The generous support of the Mid-Atlantic Section of the American Urological Association made it possible for Dr. May Jean Counsilman to serve as an IVU Resident Scholar in Fort Portal & Mbale, Uganda under the mentorship of Dr. Eric Richter.

Dr. Counsilman shares her experience:

“Participating in international medicine and surgery has been a goal of mine since I first started the long road of training in medicine. Luckily with the support of IVU, during my 5th year of residency I went on a two-week trip to Uganda. With the leadership of Dr. Eric Richter, we worked with local Ugandan urologist Dr. Fred Kirya and arranged a week at Fort Portal Regional Referral Hospital in Fort Portal, followed by a week at Mount Elgon Hospital in Mbale.
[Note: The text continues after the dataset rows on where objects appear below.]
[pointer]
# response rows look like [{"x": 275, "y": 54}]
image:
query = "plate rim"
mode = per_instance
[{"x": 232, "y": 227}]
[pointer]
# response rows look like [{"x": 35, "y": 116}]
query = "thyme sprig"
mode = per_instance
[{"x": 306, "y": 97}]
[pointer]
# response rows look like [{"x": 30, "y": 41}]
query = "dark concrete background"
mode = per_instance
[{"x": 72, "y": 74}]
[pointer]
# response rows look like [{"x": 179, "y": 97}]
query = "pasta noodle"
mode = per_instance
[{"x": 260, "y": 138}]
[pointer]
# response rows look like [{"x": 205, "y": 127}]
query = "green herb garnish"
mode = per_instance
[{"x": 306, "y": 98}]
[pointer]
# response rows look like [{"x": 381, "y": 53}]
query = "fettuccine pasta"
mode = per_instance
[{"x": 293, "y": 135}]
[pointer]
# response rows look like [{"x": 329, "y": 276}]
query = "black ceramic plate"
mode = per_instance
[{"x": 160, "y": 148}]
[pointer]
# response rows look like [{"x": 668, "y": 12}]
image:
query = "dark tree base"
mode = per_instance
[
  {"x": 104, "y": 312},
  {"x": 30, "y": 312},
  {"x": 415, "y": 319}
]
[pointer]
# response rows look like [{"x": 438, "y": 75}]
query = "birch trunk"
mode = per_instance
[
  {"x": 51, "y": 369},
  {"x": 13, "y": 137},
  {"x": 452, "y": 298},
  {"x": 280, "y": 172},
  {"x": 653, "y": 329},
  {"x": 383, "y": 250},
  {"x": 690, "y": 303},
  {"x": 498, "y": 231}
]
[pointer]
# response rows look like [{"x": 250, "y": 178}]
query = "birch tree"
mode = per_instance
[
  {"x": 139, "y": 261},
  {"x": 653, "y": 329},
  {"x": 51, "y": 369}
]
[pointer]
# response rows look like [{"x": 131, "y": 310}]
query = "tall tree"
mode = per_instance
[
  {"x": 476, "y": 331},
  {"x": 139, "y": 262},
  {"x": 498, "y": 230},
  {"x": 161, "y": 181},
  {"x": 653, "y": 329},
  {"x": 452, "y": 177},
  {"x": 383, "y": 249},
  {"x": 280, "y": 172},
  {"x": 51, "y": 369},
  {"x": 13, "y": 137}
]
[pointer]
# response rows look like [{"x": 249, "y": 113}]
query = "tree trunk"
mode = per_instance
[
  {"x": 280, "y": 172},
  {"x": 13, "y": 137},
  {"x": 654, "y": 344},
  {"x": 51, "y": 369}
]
“While we were in Fort Portal, we had a large team of support, including the urology team as mentioned, American anesthesiologist Dr. Edward Cobb, local general surgeon Dr. Edwin Musinguzi, multiple medical staff officers, anesthetists, OR nurses and medical students. Having so much local support allowed us to run two tables a day with 8-10 cases a day. There were a range of cases including TURPs, TURBTs, urethroplasties, open simple prostatectomies, chordee repairs, and hydrocelectomies. Postoperatively, the patients were frequently admitted on continuous bladder irrigation which was typically monitored by the patient’s own family with purchased saline bottles. To my surprise, no one developed infections, required transfusions post operatively, or barely even complained of bladder spasms! At the end of the week with a well-deserved day off, Dr. Cobb, Dr. Richter and I went on a beautiful hike tracking chimpanzees in Kibale National Park and ended the evening with a large celebratory group dinner with the staff and faculty from Fort Portal’s hospital.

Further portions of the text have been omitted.